Closer to town, Bouy Line is a poplar shallow site (near a deep water channel buoy) that has sea horses, lionfish, crabs, and lots of morays. Hospital Point is near the north end of Isla Solarte and has healthy cauliflower and brain corals on a sloping wall. The dive usually has a slow current and is 15m deep max. Sashek is another drift dive between Bastimentos and Carenero that has rare long lure frogfish. Airport is a protected site good for training dives, and has lots of coral.

Also on the Caribbean side, but further southeast is Portobelo National Park. This is also a popular diving area with great marine life. Being closer to Panama City, people come directly from the city to dive this area that has great reef dives and several wrecks.

Water temperatures on the Caribbean side are warm year round (23-27C) and a 3mm is usually plenty. On the Pacific side, colder currents bring waters (15-23C), so a 5mm will be comfortable. For those doing deep dives in the winter, thermoclines can be present, so a 7mm might be useful.
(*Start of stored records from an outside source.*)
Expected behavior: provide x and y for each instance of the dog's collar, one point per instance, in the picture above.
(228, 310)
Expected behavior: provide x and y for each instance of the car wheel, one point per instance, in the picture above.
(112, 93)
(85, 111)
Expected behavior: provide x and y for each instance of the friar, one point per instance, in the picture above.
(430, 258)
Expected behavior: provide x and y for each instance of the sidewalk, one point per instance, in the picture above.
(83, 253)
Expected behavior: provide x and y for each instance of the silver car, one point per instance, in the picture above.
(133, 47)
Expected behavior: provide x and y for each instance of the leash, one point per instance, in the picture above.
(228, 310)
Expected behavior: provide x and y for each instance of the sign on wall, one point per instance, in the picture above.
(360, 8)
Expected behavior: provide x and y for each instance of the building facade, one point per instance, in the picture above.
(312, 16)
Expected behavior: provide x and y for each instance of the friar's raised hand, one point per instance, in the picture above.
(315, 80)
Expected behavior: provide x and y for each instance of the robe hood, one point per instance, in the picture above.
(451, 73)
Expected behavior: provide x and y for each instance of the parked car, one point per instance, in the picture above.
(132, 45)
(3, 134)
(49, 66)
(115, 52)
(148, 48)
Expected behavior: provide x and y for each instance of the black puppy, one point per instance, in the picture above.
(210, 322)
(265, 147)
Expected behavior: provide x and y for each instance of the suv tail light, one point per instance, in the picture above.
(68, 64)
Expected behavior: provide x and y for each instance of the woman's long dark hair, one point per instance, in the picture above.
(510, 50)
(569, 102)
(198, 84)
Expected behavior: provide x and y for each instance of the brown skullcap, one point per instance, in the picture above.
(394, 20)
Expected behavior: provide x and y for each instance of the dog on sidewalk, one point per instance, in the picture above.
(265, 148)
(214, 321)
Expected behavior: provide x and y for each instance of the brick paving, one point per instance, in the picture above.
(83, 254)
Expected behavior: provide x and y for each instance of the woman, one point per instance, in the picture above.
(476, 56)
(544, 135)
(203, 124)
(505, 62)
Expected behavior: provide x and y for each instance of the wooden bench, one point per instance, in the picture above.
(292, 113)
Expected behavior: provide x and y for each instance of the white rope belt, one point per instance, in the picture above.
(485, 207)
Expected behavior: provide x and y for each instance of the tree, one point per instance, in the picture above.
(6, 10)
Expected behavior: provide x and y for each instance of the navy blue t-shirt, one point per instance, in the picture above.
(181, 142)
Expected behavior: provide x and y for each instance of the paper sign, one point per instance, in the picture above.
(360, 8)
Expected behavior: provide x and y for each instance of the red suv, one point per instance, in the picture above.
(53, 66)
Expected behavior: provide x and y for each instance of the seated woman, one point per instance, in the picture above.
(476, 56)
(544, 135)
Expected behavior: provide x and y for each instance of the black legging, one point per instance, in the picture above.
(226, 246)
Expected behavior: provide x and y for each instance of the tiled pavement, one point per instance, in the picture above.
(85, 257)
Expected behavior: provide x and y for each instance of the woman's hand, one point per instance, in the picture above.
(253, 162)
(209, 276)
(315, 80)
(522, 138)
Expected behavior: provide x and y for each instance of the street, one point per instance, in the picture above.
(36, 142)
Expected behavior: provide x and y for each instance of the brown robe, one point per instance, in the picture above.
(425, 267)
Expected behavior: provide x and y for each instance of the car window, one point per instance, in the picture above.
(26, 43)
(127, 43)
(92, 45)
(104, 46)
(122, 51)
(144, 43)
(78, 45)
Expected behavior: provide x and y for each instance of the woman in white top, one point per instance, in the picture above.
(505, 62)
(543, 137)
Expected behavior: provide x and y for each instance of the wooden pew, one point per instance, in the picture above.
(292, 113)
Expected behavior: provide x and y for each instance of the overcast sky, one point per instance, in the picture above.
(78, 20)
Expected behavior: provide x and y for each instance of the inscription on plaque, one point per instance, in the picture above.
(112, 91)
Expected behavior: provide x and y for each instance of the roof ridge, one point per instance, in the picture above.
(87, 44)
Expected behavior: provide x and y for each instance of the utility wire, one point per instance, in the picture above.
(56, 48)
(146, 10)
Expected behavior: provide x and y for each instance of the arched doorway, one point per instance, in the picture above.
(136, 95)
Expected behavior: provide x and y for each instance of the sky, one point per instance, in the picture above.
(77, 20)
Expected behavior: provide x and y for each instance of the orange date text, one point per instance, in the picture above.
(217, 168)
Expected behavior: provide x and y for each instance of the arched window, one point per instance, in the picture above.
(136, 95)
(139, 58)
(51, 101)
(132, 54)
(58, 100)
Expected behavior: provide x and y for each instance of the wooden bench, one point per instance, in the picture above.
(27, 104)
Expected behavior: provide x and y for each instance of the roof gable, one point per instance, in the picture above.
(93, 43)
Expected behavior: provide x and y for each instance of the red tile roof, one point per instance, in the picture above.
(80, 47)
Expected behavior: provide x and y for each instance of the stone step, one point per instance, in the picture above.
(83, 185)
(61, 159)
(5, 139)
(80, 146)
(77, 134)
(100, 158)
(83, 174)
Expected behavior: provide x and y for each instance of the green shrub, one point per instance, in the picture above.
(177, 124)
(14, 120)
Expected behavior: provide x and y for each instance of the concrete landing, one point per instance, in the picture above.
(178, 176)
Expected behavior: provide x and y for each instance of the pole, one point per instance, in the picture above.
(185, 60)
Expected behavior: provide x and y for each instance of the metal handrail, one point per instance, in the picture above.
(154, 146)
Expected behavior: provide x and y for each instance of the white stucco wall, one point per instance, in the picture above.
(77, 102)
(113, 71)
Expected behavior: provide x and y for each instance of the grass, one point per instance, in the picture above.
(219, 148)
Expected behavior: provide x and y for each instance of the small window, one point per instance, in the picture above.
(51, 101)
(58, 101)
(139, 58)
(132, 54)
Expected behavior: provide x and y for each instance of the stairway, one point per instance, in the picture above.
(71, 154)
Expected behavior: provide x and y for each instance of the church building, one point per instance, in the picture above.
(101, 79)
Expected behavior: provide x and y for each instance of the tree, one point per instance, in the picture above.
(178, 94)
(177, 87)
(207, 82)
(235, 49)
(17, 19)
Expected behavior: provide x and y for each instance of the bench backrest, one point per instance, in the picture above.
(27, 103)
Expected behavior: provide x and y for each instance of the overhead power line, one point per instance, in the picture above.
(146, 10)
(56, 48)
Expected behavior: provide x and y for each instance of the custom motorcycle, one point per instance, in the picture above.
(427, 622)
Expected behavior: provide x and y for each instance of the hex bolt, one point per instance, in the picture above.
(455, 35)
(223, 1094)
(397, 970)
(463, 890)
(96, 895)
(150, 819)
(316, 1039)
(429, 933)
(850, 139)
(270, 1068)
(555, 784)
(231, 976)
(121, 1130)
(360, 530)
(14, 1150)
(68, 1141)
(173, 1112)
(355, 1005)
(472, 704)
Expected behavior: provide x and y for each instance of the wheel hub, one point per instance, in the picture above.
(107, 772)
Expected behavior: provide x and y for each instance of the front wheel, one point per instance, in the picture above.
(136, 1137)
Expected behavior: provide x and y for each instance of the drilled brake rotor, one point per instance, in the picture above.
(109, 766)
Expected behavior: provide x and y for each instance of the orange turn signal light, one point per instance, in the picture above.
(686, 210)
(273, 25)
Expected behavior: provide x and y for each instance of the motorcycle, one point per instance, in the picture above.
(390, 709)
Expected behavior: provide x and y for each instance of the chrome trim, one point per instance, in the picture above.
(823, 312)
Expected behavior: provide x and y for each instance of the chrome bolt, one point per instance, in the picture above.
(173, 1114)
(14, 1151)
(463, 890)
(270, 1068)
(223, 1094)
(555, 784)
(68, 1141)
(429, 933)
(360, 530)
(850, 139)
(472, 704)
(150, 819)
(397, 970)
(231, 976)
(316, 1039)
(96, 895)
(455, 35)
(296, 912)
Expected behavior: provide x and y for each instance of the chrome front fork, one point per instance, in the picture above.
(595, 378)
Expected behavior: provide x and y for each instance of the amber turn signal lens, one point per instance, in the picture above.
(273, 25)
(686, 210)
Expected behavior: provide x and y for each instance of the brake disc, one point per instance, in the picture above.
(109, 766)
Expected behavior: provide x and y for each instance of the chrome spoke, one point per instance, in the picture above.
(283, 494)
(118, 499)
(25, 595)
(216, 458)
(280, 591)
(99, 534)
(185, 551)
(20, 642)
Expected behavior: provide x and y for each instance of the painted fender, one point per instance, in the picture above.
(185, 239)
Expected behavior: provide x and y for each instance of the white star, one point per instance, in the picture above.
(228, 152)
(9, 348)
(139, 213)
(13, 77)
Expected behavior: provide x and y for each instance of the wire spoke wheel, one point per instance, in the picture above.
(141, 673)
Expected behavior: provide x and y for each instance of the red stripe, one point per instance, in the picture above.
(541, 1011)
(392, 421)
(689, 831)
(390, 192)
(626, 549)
If you are looking for good snorkelling one of the best spots is the San Blas Archipelago.  In this Guna land is forbidden to dive with a tank but here you will find one of the most untouched coral reefs by mankind. The reef holds its beauty for decades now since people do not pollute the waters around it.  The Kuna Indians or Guna indians live from the sea and hunt on it. They hunt the reefs and sandbanks by using simple snorkeling gear and do not over fish their own waters because they only take what is needed to stay alive. They are scared that scuba dives will kill the great schools of fish and leave the Kuna without food to survive. They will preserve the coral reef for future generations this way.

The rich sea life and the crystal clear water will give you plenty enough time to drift away from the world above water. One of the easy places to get in touch with this sea life is the shipwreck near Isla Perro. This place is perfect for people not used to snorkeling or scuba diving but also gives people that have done it before a nice challenge to spot all the sea life around the ship. Don’t forget to bring your underwater camera because spotting a wild turtle, shark or octopus isn’t a rare sight in the waters around the San Blas Islands.   The best way to snorkel in San Blas is charter a sailing boat.  EcoCircuitos Panama organize this adventure for you.
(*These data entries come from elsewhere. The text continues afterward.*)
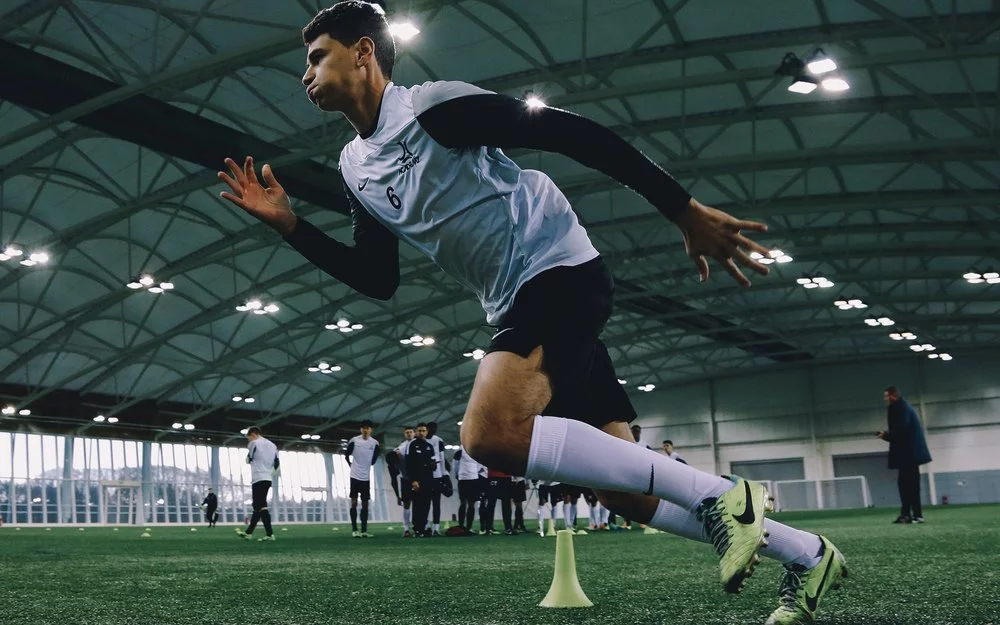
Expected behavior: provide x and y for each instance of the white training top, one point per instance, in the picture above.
(361, 457)
(486, 222)
(438, 445)
(262, 453)
(468, 467)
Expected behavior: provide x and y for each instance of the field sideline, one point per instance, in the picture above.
(944, 572)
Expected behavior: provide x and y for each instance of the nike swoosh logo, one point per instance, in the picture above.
(499, 333)
(649, 491)
(813, 601)
(748, 516)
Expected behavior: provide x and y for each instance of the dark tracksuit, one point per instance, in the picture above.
(420, 463)
(907, 451)
(211, 505)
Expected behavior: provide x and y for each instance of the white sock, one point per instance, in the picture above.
(564, 450)
(785, 544)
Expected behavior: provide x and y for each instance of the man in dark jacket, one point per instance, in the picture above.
(421, 459)
(907, 451)
(210, 504)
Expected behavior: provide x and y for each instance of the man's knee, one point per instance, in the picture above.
(498, 440)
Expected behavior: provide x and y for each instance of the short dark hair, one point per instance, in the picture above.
(347, 22)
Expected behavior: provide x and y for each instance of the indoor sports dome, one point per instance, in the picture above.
(499, 311)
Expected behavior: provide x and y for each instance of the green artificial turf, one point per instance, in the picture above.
(943, 572)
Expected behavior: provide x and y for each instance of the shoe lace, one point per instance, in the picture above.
(710, 514)
(791, 582)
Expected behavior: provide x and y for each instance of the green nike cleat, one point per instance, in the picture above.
(801, 588)
(734, 522)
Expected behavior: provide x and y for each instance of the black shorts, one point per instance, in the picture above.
(564, 310)
(469, 490)
(361, 488)
(259, 490)
(551, 493)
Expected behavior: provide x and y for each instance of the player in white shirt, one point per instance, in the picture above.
(440, 471)
(470, 488)
(262, 456)
(405, 484)
(427, 168)
(361, 453)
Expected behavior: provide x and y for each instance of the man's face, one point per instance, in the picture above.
(333, 73)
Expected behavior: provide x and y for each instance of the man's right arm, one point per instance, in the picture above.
(370, 267)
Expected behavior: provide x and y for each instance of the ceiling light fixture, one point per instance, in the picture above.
(418, 341)
(476, 354)
(533, 100)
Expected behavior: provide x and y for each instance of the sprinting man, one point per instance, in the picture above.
(427, 168)
(361, 453)
(262, 456)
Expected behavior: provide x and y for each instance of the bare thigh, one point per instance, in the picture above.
(508, 393)
(629, 505)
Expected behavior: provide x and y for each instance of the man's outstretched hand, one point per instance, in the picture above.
(711, 233)
(269, 204)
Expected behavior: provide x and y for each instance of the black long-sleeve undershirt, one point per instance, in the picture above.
(370, 267)
(505, 122)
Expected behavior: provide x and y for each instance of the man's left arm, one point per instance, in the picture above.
(457, 115)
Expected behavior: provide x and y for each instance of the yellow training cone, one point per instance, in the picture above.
(565, 591)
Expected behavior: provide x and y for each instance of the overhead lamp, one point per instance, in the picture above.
(773, 256)
(848, 304)
(819, 63)
(403, 30)
(879, 321)
(11, 250)
(533, 100)
(817, 282)
(476, 354)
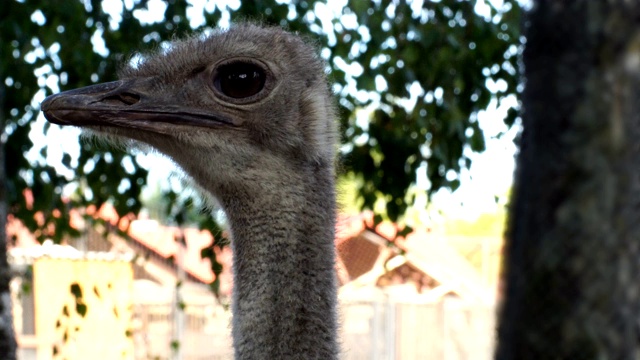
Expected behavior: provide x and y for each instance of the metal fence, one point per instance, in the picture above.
(371, 330)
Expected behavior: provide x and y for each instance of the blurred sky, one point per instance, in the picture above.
(490, 175)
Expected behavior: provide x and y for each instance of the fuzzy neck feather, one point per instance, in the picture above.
(284, 302)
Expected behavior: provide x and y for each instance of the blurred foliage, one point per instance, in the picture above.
(423, 70)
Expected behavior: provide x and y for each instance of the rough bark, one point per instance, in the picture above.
(7, 336)
(573, 251)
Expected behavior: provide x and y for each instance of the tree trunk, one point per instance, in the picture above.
(573, 251)
(7, 335)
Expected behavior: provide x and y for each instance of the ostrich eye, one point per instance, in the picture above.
(239, 80)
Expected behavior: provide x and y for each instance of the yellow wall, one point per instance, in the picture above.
(106, 290)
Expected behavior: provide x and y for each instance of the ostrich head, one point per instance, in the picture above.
(225, 107)
(247, 113)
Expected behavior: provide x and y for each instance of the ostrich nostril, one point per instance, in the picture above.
(125, 98)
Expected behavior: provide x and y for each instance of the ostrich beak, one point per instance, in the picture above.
(125, 104)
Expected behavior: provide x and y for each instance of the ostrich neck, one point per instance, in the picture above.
(284, 302)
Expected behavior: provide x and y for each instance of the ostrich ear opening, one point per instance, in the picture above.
(126, 104)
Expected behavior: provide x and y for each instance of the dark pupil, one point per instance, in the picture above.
(240, 80)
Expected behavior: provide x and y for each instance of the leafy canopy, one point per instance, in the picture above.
(410, 78)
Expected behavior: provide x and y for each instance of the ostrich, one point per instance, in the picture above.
(247, 113)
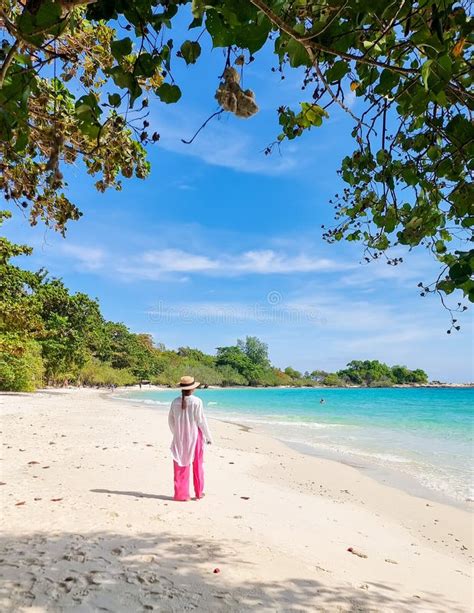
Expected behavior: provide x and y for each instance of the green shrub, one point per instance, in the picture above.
(98, 373)
(21, 366)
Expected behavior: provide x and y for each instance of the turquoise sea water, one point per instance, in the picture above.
(425, 434)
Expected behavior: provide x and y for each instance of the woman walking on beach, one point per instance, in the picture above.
(190, 431)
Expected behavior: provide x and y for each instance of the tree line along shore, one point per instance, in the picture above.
(50, 336)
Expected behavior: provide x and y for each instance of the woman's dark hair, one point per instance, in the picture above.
(185, 393)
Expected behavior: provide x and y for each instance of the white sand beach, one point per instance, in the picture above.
(89, 524)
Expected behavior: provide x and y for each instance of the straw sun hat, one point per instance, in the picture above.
(188, 383)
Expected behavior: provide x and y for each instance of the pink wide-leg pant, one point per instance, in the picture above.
(181, 474)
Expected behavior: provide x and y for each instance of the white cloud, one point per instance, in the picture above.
(221, 143)
(88, 258)
(156, 263)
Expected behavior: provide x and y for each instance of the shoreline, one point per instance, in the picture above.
(96, 526)
(390, 476)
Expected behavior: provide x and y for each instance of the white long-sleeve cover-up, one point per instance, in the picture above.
(184, 425)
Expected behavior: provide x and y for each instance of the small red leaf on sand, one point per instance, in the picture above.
(356, 552)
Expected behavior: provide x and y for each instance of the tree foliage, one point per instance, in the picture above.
(76, 78)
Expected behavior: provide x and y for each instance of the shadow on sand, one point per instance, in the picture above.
(109, 571)
(133, 494)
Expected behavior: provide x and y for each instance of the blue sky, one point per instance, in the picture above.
(222, 241)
Do you Know? Bastimentos Marine National Park

Bastimentos Marine National Park is comprised of a group of islands located in Almirante Bay in the province of Bocas del Toro. The park encompasses a large portion of Bastimentos Island, Zapatilla Cays, in addition to the waters and mangroves that surround the island.

The north eastern side of Bastimentos Island faces the Caribbean Sea. Five beaches are found here along with stretches of cove inlets and coral reef. These beaches are: Wizard Beach, Red Frog Beach, Turtle Beach, North Beach and Playa Larga. The south western side of the island has a mangrove coastline with very calm water year round. The landscape is much more dramatic, with large rock faces, stretches of long beaches, in addition to coves and inlets.
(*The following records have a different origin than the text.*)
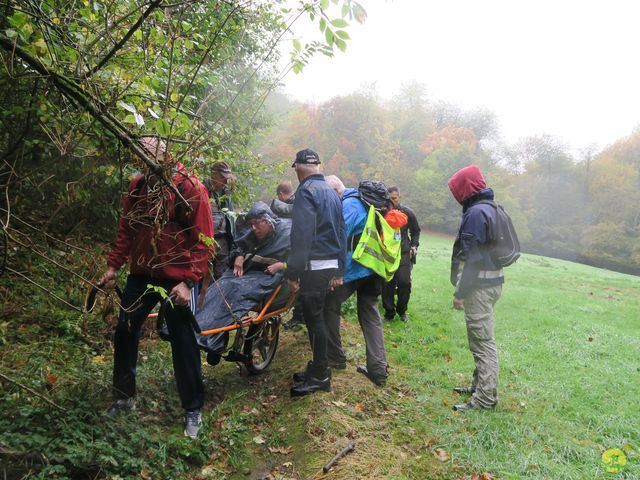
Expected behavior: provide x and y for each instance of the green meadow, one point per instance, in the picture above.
(569, 344)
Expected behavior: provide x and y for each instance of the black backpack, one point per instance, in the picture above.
(376, 194)
(505, 246)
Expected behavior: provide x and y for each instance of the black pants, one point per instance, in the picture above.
(184, 348)
(313, 290)
(401, 282)
(367, 291)
(221, 259)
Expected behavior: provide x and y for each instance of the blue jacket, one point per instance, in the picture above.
(317, 231)
(355, 218)
(471, 246)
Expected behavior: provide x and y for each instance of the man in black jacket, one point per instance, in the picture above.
(316, 262)
(478, 281)
(401, 281)
(219, 186)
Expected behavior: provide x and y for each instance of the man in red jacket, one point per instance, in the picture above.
(161, 236)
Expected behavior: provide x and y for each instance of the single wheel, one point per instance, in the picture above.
(261, 344)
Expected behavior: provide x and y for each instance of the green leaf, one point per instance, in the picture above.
(18, 19)
(328, 35)
(163, 128)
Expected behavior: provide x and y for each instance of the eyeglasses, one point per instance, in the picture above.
(255, 223)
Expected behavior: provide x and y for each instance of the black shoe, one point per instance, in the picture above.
(464, 390)
(471, 406)
(311, 385)
(302, 376)
(120, 406)
(337, 365)
(213, 358)
(293, 323)
(377, 379)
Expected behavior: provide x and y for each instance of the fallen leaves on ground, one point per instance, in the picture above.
(441, 454)
(281, 450)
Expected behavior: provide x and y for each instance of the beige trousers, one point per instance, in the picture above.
(478, 314)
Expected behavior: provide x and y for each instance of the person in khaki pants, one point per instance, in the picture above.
(478, 281)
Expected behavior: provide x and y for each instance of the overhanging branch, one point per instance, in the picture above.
(75, 93)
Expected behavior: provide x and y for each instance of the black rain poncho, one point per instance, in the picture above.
(230, 297)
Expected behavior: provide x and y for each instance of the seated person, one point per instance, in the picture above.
(258, 260)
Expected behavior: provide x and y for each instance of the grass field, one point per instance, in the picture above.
(569, 344)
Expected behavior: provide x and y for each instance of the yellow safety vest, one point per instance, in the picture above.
(380, 253)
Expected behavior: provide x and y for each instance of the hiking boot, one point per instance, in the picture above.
(192, 422)
(464, 390)
(120, 406)
(311, 385)
(379, 380)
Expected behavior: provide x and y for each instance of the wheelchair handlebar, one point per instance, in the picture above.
(163, 305)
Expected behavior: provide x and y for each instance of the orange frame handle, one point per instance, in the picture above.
(263, 315)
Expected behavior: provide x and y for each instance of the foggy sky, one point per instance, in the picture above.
(567, 68)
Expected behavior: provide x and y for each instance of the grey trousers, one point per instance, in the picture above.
(367, 290)
(478, 314)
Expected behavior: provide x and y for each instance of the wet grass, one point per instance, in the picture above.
(569, 345)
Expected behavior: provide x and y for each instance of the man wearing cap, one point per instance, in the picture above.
(316, 262)
(221, 207)
(282, 205)
(478, 281)
(160, 236)
(401, 281)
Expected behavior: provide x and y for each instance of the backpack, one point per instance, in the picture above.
(375, 194)
(504, 243)
(378, 247)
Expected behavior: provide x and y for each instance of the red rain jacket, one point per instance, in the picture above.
(466, 182)
(174, 250)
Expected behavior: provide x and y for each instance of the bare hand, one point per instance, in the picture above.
(275, 267)
(182, 293)
(294, 285)
(458, 303)
(108, 278)
(238, 266)
(335, 282)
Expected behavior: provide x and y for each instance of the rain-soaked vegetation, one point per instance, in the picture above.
(80, 80)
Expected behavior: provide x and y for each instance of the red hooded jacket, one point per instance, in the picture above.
(465, 182)
(164, 242)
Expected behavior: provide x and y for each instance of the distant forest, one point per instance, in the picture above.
(582, 208)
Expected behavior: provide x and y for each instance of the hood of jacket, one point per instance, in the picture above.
(466, 182)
Bastimentos was Panama’s first marine park and covers an extremely diverse 28,600 marine acres.  With a protected corridor no wider than seven miles, its oceanic diversity includes sea fan garden, vibrant coral reef, and over 200 species of tropical fish.  Oceanic formations in the area include walls, freshwater caves, tunnels, pinnacles, coral spires and towers, groove and spur, ocean impact reef, sandy ledges, and protected patch reef.  Bastimentos is one of the few protected areas in Latin America that preserves, simultaneously, the wildlife and habitat of beaches, coral reef and mangroves.